Ohio’s Overcrowded Prisons Could Grow 37% In Decade


The number of Ohio prison inmates is expected to balloon in the next 10 years as nearly 65,000 felons are placed in state custody, says a consultant’s study reported by the Cleveland Plain Dealer. The report by prison expert James Austin estimated a 37 percent spike in inmates by late 2016. That raises the question whether the state will need to expand its 32-prison penal system to absorb more than 17,000 new inmates. “You can look at this and say, ‘We need to build or add,’ ” said Shirley Pope, director of the Correctional Institution Inspection Committee, a legislative oversight committee. “But will taxpayers want to foot the bill to pay for prisons? Other states have shown that if you keep building, you’ll never fix the problem. You can’t build yourself out of overcrowding.”

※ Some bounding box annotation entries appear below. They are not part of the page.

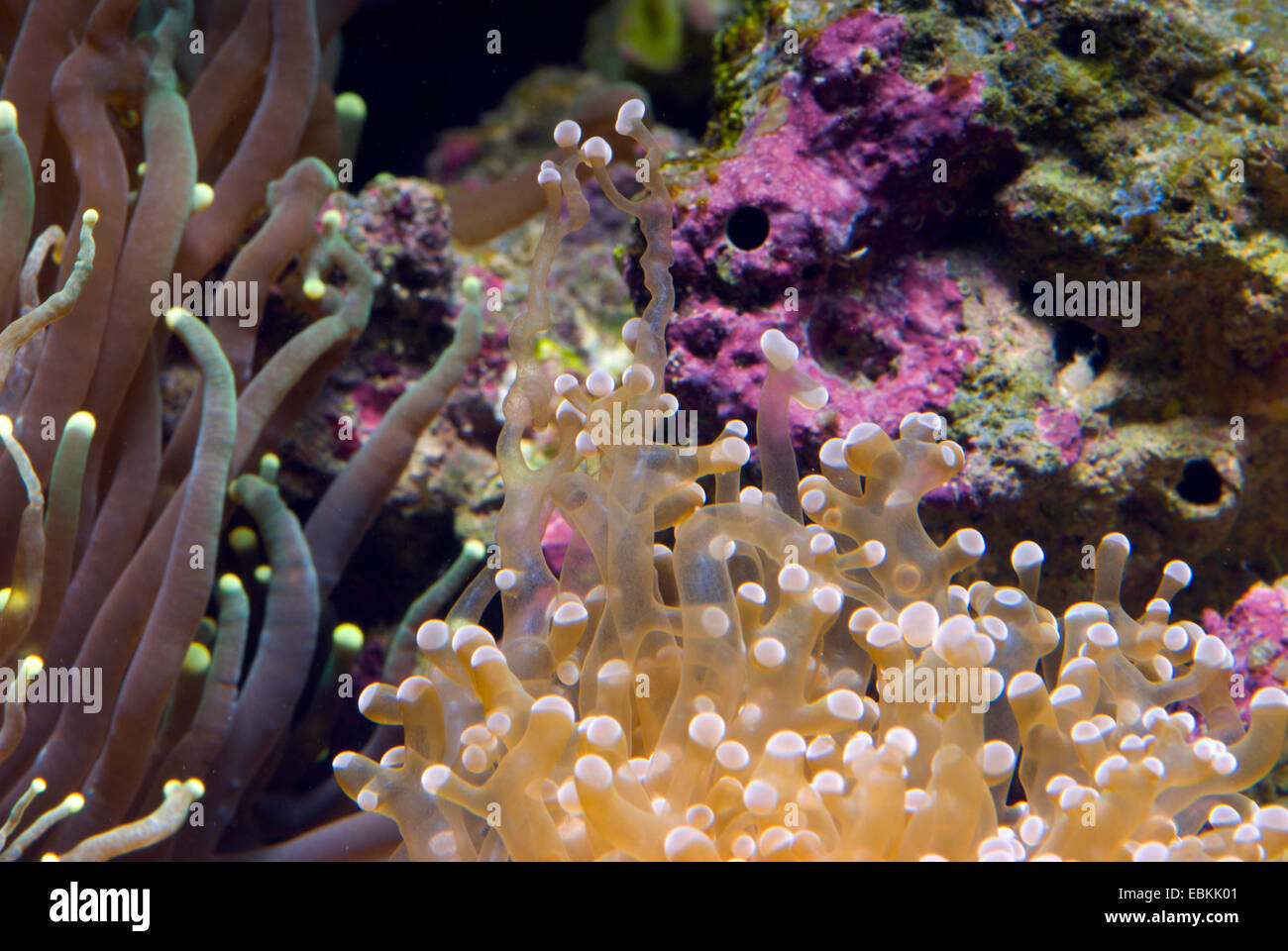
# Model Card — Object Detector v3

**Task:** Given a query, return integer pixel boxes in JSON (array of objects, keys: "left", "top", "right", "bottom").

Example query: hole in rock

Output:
[
  {"left": 725, "top": 205, "right": 769, "bottom": 252},
  {"left": 1176, "top": 459, "right": 1221, "bottom": 505}
]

The state houses about 47,600 inmates in prisons built to hold 38,000. State officials attribute the projected boost to a sagging statewide economy and the overcrowded treatment programs in many counties that force judges to send low-level offenders to prison. “I have no plans of building, and I have not discussed it with anyone,” said Terry Collins, the state’s director of prisons. “We need to look at this as a holistic approach. You can’t put your mind-set at just one solution – building. We need to look at everything.”